How a 97,000-Word Manuscript Ends Up in the Ditch
June 17, 2015 By Laura Dave - Literary Hub
June 17, 2015 By Laura Dave - Literary Hub
Shortly after my third novel was published, I started writing a mystery. The mystery grew out of two distinct obsessions. The first was with a news clip. A short news clip of Linda Lay, the wife of disgraced Enron CEO Kenneth Lay, in which she proclaimed her husband’s innocence. The clip was largely forgettable. In that clip though, I saw pathos. I saw hubris. I saw the human range of wishes and wants and denial. For reasons I still don’t quite understand, I couldn’t forget it.
Then there was the bowl. A woodturned bowl I’d received as a wedding present. Before that bowl, I’d known nothing of woodturning: a complicated and difficult art form that involves a woodturner moving wood over a stationary tool in order to shape and design it. I wanted to learn everything about it.

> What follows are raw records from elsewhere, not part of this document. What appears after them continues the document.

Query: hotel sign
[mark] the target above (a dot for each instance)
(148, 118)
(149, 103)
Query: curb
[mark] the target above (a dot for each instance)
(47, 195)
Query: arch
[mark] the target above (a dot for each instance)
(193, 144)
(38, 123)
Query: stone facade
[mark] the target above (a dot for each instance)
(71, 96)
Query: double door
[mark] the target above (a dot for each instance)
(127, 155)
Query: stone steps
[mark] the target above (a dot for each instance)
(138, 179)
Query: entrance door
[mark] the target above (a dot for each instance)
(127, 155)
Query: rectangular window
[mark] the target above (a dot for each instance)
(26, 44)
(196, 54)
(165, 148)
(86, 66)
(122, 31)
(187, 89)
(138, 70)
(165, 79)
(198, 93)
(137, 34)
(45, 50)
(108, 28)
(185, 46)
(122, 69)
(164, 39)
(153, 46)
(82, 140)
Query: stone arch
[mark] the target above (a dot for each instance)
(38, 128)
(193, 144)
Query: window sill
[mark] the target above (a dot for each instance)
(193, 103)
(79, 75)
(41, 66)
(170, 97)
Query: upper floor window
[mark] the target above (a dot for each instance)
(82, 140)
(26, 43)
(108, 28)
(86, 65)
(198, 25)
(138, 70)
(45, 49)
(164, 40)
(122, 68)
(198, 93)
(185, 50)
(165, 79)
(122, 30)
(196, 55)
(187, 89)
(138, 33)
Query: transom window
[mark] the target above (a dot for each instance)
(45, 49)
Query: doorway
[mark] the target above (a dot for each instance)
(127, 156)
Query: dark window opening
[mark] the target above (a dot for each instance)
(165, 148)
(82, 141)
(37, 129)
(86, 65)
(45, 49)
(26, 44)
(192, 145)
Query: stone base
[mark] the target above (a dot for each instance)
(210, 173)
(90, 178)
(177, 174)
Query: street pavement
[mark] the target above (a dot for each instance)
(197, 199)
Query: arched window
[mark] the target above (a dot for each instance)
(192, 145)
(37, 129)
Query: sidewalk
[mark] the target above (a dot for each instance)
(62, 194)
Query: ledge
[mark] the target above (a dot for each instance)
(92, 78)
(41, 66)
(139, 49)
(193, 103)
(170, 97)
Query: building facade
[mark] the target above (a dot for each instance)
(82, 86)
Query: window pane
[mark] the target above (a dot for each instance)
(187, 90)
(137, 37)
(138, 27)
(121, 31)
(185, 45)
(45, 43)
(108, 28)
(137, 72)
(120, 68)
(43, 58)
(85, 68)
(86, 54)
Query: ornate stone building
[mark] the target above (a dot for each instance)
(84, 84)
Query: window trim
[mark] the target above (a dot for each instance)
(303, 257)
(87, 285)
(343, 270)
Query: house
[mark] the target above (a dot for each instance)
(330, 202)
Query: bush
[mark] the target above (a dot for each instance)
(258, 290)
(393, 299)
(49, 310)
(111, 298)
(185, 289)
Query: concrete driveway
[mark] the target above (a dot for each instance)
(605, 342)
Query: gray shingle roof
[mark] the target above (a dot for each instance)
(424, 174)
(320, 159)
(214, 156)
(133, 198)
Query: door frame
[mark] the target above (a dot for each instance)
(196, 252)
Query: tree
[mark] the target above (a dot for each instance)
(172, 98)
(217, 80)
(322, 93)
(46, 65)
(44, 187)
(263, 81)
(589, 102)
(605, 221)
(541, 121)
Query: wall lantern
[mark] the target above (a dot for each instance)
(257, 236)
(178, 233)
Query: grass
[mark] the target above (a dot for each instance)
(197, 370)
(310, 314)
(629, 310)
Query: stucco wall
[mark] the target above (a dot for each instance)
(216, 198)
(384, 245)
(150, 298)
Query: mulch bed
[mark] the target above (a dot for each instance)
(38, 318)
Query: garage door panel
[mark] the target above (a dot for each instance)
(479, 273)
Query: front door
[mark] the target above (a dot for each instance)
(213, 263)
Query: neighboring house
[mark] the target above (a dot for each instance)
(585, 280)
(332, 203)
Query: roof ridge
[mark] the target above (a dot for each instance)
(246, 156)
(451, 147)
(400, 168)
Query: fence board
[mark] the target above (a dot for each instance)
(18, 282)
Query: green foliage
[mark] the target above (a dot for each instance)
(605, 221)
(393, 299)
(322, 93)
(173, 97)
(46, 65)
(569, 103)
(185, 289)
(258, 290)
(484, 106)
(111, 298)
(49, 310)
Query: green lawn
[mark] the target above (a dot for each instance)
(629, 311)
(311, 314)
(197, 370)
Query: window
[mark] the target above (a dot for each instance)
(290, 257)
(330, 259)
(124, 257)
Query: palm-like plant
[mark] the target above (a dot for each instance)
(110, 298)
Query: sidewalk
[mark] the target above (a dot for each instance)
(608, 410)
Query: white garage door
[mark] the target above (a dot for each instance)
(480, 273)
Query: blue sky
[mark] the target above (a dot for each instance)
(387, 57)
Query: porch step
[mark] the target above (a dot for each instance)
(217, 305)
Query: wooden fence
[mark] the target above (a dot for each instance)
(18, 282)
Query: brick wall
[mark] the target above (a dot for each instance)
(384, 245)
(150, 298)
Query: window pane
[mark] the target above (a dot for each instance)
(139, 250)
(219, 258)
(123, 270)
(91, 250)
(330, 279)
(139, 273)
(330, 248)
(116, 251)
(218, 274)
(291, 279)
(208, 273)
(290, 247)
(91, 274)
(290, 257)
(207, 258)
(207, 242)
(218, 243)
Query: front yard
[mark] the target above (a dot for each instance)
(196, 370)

If those divergent preoccupations (turning wood and high-stakes fraud) don’t feel like they naturally coalesce into a compelling and violent mystery novel, you are correct.
And still. To those people who say that you can see things coming? I had no idea that what was coming was 18 grueling months, 97,000 words, and 500 pages of research—all of which I would eventually toss into a recycling bin in northern California, off Highway 12.